Tahun ini di Asia cuaca memecahkan rekor. Sekarang permulaan El Nino sedang berlangsung, menurut Pusat Prediksi Iklim AS, dan kondisinya diproyeksikan bakal makin intensif dalam bulan-bulan ke depan.

Yang membuat takut kalangan ilmuwan adalah, dalam beberapa tahun belakangan — bahkan tanpa adanya fenomena El Nino — dunia makin sering mengalami peristiwa cuaca, yang terkadang menyerupai adegan dalam film bencana Holywood.

Greg Mullins, petugas pemadam kebakaran di Australia selama 50 tahun lebih, mengenang kejadian menakutkan saat menghadapi tembok api setinggi 60 kaki di Batemans Bay di pantai timur.

“Kami hanya menghindari pohon tumbang, percikan api dan bara api, yang benar-benar dahsyat,” ungkapnya. “Saya sudah pernah berjuang memadamkan kebakaran di Amerika, saya telah belajar memadamkan kebakaran hutan di Prancis, Spanyol dan Kanada. Saya paham api yang saya hadapi. Tapi tak ada kebakaran yang sedahsyat itu.”

El Nino di musim dingin kerap kali berarti makin kurangnya curah hujan dan salju di wilayah utara AS dan Kanada, sehingga menambah kekeringan yang mengkhawatirkan yang melanda kawasan itu.

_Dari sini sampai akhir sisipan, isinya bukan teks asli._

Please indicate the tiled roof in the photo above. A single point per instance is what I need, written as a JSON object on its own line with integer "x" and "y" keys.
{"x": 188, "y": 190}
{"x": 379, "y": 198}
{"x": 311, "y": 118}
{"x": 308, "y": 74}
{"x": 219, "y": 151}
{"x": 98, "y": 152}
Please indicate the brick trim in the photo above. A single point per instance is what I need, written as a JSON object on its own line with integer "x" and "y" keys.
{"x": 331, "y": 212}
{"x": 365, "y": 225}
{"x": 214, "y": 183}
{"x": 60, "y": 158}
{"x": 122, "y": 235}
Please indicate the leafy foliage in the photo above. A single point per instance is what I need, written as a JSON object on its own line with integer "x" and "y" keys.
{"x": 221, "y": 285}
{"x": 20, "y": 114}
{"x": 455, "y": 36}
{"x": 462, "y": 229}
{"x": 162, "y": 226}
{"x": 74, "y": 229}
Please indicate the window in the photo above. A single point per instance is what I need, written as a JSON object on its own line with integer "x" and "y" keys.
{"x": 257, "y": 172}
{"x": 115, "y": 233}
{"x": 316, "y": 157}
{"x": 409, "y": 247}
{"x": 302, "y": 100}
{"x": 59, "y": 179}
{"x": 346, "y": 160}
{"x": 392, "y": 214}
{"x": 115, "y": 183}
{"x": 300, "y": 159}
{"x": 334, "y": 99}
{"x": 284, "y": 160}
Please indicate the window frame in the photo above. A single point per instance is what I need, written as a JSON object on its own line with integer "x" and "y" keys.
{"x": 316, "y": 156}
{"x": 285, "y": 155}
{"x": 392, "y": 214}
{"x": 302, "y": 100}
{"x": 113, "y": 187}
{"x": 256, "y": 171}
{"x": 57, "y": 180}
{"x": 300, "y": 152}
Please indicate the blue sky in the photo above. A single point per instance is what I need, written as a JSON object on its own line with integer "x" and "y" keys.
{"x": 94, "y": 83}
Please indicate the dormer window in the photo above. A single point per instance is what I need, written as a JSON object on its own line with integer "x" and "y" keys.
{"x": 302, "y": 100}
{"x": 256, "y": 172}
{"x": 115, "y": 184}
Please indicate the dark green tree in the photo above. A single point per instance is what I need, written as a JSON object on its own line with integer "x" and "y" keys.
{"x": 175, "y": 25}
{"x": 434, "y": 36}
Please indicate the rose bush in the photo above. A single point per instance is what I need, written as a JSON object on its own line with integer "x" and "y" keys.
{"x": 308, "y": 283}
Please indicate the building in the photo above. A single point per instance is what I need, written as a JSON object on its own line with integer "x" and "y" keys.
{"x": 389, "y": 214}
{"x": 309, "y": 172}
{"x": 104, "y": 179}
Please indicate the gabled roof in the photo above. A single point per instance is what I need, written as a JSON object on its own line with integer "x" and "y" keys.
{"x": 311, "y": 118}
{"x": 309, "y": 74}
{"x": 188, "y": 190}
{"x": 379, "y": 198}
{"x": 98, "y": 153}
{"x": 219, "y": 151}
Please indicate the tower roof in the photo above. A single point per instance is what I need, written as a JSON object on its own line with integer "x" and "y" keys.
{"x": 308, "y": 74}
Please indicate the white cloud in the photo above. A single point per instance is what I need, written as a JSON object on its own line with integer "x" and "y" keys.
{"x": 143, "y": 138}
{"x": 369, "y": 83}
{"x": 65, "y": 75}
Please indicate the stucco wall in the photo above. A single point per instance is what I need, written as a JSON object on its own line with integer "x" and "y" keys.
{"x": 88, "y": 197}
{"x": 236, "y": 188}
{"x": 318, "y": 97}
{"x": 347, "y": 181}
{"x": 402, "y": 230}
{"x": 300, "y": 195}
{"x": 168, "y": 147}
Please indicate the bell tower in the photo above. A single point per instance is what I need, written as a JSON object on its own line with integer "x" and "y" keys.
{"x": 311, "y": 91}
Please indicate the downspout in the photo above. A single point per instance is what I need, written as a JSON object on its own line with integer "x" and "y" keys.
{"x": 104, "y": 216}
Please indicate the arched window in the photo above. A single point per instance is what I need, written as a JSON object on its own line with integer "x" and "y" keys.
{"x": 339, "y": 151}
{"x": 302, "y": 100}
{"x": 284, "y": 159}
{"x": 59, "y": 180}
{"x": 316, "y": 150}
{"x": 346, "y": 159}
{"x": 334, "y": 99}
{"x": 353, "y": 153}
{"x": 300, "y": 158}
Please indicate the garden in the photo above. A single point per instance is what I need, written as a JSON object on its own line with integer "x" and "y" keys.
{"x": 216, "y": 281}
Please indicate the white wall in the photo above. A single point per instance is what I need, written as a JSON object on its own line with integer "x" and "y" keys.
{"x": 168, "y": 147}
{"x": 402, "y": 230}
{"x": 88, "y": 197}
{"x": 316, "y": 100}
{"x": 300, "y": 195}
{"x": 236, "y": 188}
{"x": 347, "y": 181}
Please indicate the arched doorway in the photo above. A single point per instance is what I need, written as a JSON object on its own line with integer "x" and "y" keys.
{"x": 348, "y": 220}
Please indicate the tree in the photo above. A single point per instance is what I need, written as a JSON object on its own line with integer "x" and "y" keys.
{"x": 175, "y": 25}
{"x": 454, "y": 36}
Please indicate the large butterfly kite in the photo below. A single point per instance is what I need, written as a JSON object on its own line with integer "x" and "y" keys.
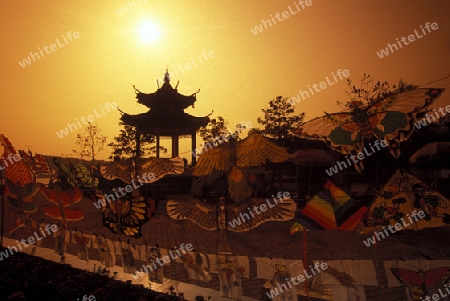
{"x": 389, "y": 119}
{"x": 128, "y": 214}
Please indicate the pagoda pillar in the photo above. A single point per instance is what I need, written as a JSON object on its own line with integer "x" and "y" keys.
{"x": 157, "y": 145}
{"x": 194, "y": 148}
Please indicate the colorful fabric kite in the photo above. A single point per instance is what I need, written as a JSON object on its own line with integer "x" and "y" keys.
{"x": 127, "y": 215}
{"x": 20, "y": 185}
{"x": 389, "y": 119}
{"x": 401, "y": 200}
{"x": 330, "y": 209}
{"x": 62, "y": 200}
{"x": 77, "y": 175}
{"x": 421, "y": 278}
{"x": 149, "y": 169}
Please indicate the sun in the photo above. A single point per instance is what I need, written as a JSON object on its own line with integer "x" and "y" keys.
{"x": 149, "y": 32}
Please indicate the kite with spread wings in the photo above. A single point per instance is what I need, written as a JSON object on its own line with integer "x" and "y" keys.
{"x": 128, "y": 214}
{"x": 230, "y": 216}
{"x": 255, "y": 150}
{"x": 157, "y": 167}
{"x": 389, "y": 119}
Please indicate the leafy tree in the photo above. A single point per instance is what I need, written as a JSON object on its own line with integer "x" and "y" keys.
{"x": 370, "y": 90}
{"x": 278, "y": 121}
{"x": 125, "y": 143}
{"x": 91, "y": 143}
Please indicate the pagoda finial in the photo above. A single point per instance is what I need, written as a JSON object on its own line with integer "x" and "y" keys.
{"x": 166, "y": 76}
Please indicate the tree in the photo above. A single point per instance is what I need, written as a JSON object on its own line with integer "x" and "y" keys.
{"x": 91, "y": 143}
{"x": 370, "y": 91}
{"x": 125, "y": 143}
{"x": 278, "y": 122}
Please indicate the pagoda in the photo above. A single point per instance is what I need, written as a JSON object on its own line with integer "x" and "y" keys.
{"x": 166, "y": 117}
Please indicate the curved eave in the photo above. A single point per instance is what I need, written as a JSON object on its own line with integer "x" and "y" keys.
{"x": 165, "y": 124}
{"x": 166, "y": 96}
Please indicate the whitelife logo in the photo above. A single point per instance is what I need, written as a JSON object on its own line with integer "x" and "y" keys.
{"x": 300, "y": 278}
{"x": 33, "y": 55}
{"x": 411, "y": 38}
{"x": 322, "y": 85}
{"x": 398, "y": 226}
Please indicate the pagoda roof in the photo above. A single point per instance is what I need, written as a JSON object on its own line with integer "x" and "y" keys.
{"x": 166, "y": 116}
{"x": 164, "y": 97}
{"x": 166, "y": 124}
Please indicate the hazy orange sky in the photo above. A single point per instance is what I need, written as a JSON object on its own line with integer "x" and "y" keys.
{"x": 246, "y": 72}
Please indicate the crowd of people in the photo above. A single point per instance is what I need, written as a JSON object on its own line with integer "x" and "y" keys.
{"x": 25, "y": 277}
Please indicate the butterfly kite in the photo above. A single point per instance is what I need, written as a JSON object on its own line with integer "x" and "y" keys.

Dia juga membuat pohon kekeringan, yang berpotensi membuat kebakaran hutan tahun depan makin buruk, seperti kebakaran di Kanada yang membuat warna langit New York jadi oranye akibat terselimuti kabut asap pekan lalu.

Di Asia Tenggara, kondisi yang lebih kering juga memperburuk kabut asap yang menyelimuti Singapura akibat praktik tebang bakar petani untuk menyiapkan lahan perkebunan sawit, hutan tanaman dan kebun karet.

Ketika suhu meningkat, jaringan listrik di seluruh dunia bekerja keras mengikuti kenaikan permintaan. Ini membuat permintaan bahan bakar, termasuk batubara dan gas, meningkat. “Naiknya volatilitas cuaca akan memicu risiko dan frekuensi kejadian keamanan energi yang lebih tinggi,” kata Saul Kavonic, kepala riset energi dan sumberdaya terpadu di Credit Suisse Group AG, menyinggung soal pemadaman listrik yang dipicu oleh kurangnya bahan bakar.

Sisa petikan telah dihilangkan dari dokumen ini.